Over the past two years, since the Academy expanded the best picture category to 10 films, taking a closer look at the best director category has been the best way to whittle down the list to the five most likely to win the big prize. It would be a major shock were the best picture prize not to go to a film where the director was at the very least nominated, and so the indicators are that the dance-off will be between Black Swan, The Fighter, The King's Speech, The Social Network and True Grit.

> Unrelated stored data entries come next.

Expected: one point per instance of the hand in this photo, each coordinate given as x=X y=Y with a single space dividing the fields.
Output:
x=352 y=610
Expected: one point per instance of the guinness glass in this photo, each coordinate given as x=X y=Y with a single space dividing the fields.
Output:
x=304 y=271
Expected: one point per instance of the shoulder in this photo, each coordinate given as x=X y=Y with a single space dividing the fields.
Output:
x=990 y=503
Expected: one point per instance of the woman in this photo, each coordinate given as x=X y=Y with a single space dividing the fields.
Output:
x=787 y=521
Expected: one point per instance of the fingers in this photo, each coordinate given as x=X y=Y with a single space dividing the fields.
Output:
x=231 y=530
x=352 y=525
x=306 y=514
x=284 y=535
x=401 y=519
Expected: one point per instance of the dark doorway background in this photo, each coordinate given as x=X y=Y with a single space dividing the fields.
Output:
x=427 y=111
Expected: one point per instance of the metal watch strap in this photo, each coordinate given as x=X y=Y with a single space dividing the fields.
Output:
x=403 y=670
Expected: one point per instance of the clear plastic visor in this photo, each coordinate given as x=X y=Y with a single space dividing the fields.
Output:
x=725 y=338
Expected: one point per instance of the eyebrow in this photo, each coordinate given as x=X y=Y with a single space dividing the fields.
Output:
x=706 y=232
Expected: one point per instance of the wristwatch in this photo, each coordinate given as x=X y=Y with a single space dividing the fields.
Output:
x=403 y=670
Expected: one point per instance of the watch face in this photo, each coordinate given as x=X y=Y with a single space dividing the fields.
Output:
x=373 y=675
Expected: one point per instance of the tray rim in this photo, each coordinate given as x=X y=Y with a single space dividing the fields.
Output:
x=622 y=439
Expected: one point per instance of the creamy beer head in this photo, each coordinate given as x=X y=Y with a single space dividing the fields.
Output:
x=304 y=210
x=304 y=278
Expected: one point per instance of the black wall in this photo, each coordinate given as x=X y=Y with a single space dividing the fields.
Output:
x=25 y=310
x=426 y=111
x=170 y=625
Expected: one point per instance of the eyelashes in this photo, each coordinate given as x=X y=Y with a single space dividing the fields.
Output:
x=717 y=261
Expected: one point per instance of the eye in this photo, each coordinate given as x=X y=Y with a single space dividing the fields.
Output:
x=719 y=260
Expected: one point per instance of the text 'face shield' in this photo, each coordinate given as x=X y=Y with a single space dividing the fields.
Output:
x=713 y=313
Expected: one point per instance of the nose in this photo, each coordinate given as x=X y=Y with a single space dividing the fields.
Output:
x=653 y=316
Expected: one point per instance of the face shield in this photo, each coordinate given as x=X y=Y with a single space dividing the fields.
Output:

The documentary category delivered an interesting and diverse mix of films, with British filmmakers well represented. The artist Banksy will probably still remain in hiding despite the nomination for Exit Through the Gift Shop; it's a surprising choice, given how much fiction there seemed to be in the film about the street art scene. Lucy Walker received a nod for her documentary Waste Land, about the Brazilian artist Vik Muniz and his art project using recyclable materials from the landfills of Brazil. Liverpool-born Tim Hetherington is the third British director nominated in this category for his look at a band of Americans in Afghanistan, Restrepo. The other two films nominated are looks at the world of finance: Inside Job and Gasland, about malpractice in the natural gas industry in the US.
In the running for foreign film are Mexico's Biutiful; the troubling family drama Dogtooth from Greece; Susan Bier's Danish-set drama In a Better World; Rachid Bouchareb's Outside the Law; and Incendies, about the journey by two young adults to the Middle East to find out more about their roots.
Toy Story 3 looks set to get the best animation gong with only How to Train Your Dragon and The Illusionist by The Triplets of Belleville director Sylvain Chomet as competition.
But who will be making the majority of speeches come Oscar night is still very much open to debate. The King's Speech may have the most nominations, but it could be a year when the little gold statuettes are spread across a host of films, rather than there being one movie that sweeps the board.
The King's Speech is released in the UAE tomorrow.